Consider $H$ as a Hilbert space. How can I find a Banach space $E$, for that, $H=B(E)$ where $B(E)$ is the set of bounded linear operator on $E$? (At least under some conditions on $H$)
Also if the Hilbert space $H$ is Banach algebra, when we can find a Banach space $E$, such that $H$ is a Banach-algebra-isomorphism isometric with some Banach subalgebra of $B(E)$?
On
As noted in my comment, $E$ has to be a Hilbert space.
To see this, fix a linear functional $\varphi \in E'$ with $\Vert \varphi \Vert = 1$. For $z \in E$, define
$$ A_z : E \to E, x\mapsto \varphi(x) \cdot z. $$
It is not hard to see that $E \to B(E), z \mapsto A_z$ is linear and isometric. Thus, if $B(E) = H$ is a Hilbert space, we see that $E$ is isometrically isomorphic to a subspace of a Hilbert space and thus a Hilbert space itself.
Now we show that $B(E)$ can not be a Hilbert space, so that $H = B(E)$ can not hold (as an isometric isomorphism).
EDIT: The idea for this part of the proof is due to @David C. Ullrich, see the comments to the question.
For this, let us assume $\dim(H) > 1$ (otherwise, the claim is trivially true, since $H \cong \Bbb{C} \cong B(\Bbb{C})$).
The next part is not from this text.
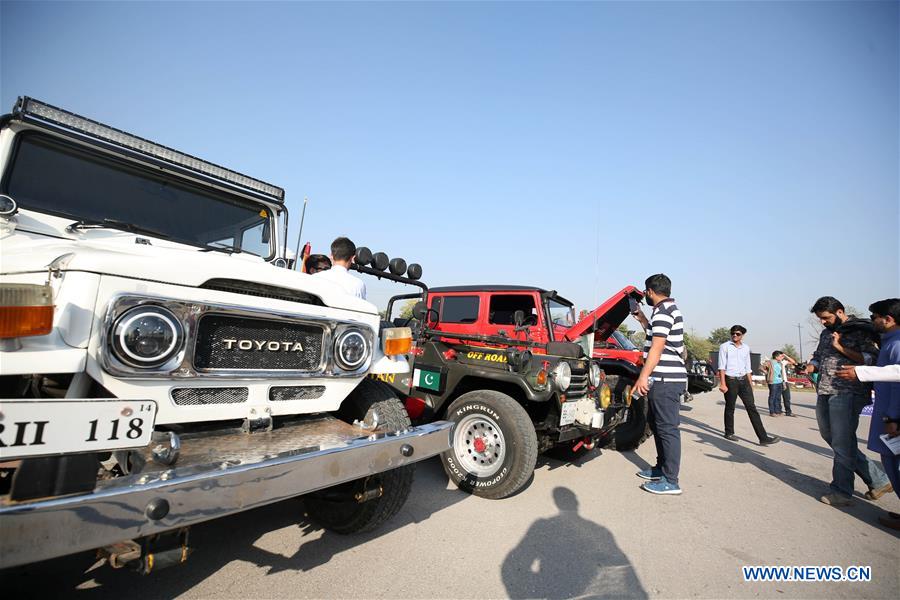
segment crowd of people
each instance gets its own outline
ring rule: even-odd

Thus, there are $x,y \in H$ with $x \perp y$ and $\Vert x \Vert = 1 = \Vert y \Vert$. Let $H_1 := {\rm span}(x,y)$ and $H_2 := H_1^\perp$. Let $A,B$ be the bounded operators given in matrix notation (with respect to $H= \langle x \rangle \oplus \langle y \rangle \oplus H_2$) by $$ A=\left(\begin{matrix}1\\ & 0\\ & & 0 \end{matrix}\right),B=\left(\begin{matrix}0\\ & 1\\ & & 0 \end{matrix}\right). $$ Put differently, $A = \pi_1$ is the orthogonal projection onto ${\rm span}(x)$ and likewise $B = \pi_2$ is the orthogonal projection onto ${\rm span}(y)$. Since $A+B$ is the orthogonal projection onto $H_1$, we get $$ \Vert A\Vert = \Vert B \Vert = \Vert A+B\Vert =1. $$ It is also not hard to see $\Vert A - B\Vert = 1$.
But this is incompatible with the parallelogram identity $$ \Vert x + y\Vert^2 + \Vert x-y \Vert^2 = 2 (\Vert x \Vert^2 + \Vert y \Vert^2), $$ since the left-hand side would yield $2$, while the right-hand side would yield $4$ with $x=A,y=B$.
On
For your second question, the answer is always yes. More generally, given any Banach algebra $A$, let $\tilde{A}=A\oplus \mathbb{C}$ be its unitization (with norm $\|(a,z)\|=\|a\|+|z|$). Given $a\in A$, let $L_a\in B(\tilde{A})$ be left multiplication by $a$. Then $a\mapsto L_a$ is an isometric isomorphism from $A$ to a subalgebra of $B(\tilde{A})$. (Adjoining a unit is necessary because otherwise $\|L_a\|$ might be smaller than $\|a\|$.)
I know a very special case, and I guess it is extensible.
Suppose that $H$ is Hilbert space such that $H\cong (H_1\hat{\otimes}(H_2)^*)^*$, where $\hat{\otimes}$ is projective tensor product, and $H_1,H_2$ is some Hilbert spaces. For any Hilbert space $\mathcal{H}$, always $\mathcal{H}^{**}=\mathcal{H}$. Also for two Banach space $E,F$ always $B(E,F^*)\cong (E\hat{\otimes} F)^*$. Hence
$$H=(H_1\hat{\otimes} (H_2)^*)^*=B(H_1,(H_2)^{**})=B(H_1,H_2)$$ So if $\mathcal{H}$ is a Hilbert space such that $H=(\mathcal{H}\hat\otimes(\mathcal{H})^*)^*$, then $H=B(\mathcal{H})$.